Advancing the law firm’s commitment to inclusion and diversity, Kirkland and Ellis began working with individuals in the CAI program in 2018, starting with assignments for four individuals. The contractors go through the interviewing processes and are managed onsite by a trained supervisor.
“They have an outstanding work ethic and want to find solutions and ask great questions,” said Michael Slago, Director of Risk Management at Kirkland & Ellis, who shared the firm’s successes at the IAOP event. “They are fully committed and interested in growing their careers.”
These CAI team members come from different backgrounds and hold associates to masters degrees. While they started with the firm’s database upgrade, their roles quickly became more challenging and expanded into new areas including quality assurance (QA) audits of data systems and reports, including in-depth analyses of thousands of data points a month, and identified opportunities to vastly improve processes and accuracy.

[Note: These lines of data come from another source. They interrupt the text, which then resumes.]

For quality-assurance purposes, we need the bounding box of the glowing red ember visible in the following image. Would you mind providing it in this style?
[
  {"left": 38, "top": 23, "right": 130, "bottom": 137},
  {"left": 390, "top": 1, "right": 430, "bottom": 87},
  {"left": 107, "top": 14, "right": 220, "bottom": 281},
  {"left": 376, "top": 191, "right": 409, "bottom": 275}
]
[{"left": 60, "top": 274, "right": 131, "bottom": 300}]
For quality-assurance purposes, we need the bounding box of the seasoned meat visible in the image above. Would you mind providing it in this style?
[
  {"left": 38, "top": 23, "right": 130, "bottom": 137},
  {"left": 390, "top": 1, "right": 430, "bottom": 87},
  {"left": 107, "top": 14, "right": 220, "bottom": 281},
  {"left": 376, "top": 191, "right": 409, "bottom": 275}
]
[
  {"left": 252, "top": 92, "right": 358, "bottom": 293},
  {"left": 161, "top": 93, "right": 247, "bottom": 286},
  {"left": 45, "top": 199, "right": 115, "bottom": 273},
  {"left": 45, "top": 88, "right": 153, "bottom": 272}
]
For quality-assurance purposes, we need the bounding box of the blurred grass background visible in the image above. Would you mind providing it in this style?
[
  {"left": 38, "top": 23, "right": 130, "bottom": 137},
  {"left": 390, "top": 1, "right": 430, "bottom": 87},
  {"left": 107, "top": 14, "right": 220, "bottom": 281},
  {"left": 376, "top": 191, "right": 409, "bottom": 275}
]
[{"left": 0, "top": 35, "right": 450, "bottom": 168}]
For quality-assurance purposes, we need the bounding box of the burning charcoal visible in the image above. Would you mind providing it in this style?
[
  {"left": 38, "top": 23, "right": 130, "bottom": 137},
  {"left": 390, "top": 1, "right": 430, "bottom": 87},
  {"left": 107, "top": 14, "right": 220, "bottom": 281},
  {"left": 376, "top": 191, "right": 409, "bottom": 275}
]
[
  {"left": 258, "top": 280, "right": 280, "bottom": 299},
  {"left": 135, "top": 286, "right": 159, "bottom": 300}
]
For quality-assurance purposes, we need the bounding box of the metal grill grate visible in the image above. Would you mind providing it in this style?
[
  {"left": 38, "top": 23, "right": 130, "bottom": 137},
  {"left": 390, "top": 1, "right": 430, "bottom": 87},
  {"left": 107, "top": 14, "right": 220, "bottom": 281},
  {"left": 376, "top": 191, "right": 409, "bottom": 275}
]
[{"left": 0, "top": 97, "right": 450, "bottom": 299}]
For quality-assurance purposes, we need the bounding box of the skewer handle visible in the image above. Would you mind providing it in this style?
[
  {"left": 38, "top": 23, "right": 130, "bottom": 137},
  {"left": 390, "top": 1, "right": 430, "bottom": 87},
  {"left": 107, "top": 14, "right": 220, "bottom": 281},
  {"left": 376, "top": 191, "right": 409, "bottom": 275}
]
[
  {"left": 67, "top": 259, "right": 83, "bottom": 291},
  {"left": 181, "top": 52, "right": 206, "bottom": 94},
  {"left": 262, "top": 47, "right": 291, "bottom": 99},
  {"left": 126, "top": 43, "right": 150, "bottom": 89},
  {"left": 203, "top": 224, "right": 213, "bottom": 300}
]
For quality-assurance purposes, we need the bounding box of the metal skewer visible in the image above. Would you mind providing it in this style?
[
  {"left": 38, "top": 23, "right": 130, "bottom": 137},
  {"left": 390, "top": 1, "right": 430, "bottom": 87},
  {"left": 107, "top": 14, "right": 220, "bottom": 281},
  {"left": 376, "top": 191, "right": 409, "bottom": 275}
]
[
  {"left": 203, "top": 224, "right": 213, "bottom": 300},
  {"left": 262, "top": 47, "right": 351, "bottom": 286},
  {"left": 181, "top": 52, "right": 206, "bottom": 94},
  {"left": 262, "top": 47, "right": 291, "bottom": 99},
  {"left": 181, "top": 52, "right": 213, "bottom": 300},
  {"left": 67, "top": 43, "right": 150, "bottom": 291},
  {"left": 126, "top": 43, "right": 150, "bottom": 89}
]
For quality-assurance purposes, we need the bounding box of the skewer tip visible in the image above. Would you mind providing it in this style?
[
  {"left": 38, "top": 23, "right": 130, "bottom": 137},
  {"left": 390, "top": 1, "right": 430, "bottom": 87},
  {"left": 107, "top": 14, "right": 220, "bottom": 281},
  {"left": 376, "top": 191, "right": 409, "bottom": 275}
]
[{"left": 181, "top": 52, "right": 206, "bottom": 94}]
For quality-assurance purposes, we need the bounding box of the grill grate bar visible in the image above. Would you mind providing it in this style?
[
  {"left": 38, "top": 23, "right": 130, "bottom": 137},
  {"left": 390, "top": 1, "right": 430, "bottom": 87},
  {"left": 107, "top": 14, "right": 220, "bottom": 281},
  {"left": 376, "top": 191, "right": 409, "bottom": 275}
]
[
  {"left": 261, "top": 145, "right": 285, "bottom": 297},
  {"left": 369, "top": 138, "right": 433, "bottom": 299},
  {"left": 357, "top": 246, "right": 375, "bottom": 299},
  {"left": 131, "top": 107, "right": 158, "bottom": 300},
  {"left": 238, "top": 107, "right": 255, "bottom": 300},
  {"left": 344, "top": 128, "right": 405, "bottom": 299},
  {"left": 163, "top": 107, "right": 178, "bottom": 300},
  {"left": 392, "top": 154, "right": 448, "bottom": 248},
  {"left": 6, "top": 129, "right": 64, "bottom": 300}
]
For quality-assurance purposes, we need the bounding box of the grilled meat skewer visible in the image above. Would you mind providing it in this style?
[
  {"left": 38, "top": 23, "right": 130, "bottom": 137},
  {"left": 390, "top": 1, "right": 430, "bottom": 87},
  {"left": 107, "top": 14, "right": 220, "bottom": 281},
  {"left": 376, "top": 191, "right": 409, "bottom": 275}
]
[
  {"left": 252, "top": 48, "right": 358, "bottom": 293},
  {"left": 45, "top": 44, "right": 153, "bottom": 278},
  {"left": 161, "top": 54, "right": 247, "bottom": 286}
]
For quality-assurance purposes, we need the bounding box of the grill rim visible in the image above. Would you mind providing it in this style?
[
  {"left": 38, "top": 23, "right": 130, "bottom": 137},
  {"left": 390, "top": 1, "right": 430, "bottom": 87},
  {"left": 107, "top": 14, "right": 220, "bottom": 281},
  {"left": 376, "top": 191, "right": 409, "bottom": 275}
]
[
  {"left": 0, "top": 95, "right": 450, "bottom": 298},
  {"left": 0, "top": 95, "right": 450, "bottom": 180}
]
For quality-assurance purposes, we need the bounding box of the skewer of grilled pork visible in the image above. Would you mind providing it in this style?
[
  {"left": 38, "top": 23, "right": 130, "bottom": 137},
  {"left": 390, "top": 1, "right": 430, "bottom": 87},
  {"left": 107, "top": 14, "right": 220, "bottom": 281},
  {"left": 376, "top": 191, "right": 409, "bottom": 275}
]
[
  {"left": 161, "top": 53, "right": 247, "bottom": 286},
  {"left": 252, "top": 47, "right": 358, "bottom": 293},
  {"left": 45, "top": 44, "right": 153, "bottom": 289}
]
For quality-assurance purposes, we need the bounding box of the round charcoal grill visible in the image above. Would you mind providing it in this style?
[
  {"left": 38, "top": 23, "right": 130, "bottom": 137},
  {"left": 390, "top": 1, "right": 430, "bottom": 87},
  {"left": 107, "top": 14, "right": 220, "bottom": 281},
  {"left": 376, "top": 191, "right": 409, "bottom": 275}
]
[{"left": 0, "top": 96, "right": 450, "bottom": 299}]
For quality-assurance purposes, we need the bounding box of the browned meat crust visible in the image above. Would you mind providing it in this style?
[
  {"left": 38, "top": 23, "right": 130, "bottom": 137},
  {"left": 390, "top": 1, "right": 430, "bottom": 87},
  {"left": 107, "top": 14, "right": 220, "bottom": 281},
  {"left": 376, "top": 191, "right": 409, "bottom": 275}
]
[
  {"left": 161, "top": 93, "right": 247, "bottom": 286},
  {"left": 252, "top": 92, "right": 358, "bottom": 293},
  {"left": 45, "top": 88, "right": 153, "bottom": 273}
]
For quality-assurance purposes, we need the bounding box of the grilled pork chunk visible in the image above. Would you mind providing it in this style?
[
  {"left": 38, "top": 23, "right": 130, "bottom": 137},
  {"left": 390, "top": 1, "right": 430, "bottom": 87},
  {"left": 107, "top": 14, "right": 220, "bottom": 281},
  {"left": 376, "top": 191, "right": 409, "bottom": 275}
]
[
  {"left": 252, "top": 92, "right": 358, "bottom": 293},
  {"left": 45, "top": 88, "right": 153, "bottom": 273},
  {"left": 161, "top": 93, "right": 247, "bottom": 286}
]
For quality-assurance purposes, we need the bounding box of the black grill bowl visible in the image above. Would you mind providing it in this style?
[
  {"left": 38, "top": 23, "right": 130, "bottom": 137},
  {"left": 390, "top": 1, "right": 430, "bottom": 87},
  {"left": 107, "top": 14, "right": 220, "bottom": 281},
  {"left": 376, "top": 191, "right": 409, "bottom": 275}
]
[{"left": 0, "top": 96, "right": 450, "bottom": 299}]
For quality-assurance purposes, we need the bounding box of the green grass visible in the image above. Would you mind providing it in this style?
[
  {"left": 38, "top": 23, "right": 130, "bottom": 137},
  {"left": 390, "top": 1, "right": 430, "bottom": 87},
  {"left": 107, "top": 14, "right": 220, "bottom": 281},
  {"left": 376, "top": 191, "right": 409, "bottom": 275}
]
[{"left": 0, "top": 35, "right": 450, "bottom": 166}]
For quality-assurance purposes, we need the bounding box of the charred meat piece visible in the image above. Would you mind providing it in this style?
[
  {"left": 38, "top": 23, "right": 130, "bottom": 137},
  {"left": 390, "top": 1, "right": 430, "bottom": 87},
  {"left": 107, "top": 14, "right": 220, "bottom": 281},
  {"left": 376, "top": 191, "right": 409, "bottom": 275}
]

Among the standouts is an employee named Tim, who took the initiative to improve his technology and library research skills and sought mentors. His strong communication skills, ability to learn quickly and commitment led Kirkland & Ellis to create a permanent position and hire him.
“We have an amazing team from so many different backgrounds,” says Slago. “The strengths, abilities, personalities and challenges are so dynamic and unique to each individual, and it’s been a highlight of my career to work alongside and get to know these individuals.”
ScaleHub
Imagine having the resources of a 2.3-million-person workforce, including refugees, remote workers, women and others from underserved populations that you can scale up and down based on demand fluctuations.
This is the solution ScaleHub is bringing to the talent crisis.
Scalable automated crowdsourcing is an approach that allows employers to handle employee fluctuations and workload peaks easily by employing an on-demand workforce – and it can be done with a social impact.
ScaleHub employs an approach to crowdsourcing called micro-tasking, which breaks larger critical tasks such as tax form automation or claims processing into smaller parts accomplished by a pool of individuals working from all over the world quickly completing their tasks. The technology platform uses Artificial Intelligence and the cloud.
With the ability to request your crowd worker pool, such as workers from a specific region in 75 countries or persons with disabilities, employers can make a social impact.
“It’s more inclusive and a creative intelligence approach. You can bring in talent to do meaningful work that’s agile, cost-effective and rewarding,” said Susanne Richter-Wills, VP of Partnerships EMEA, ScaleHub.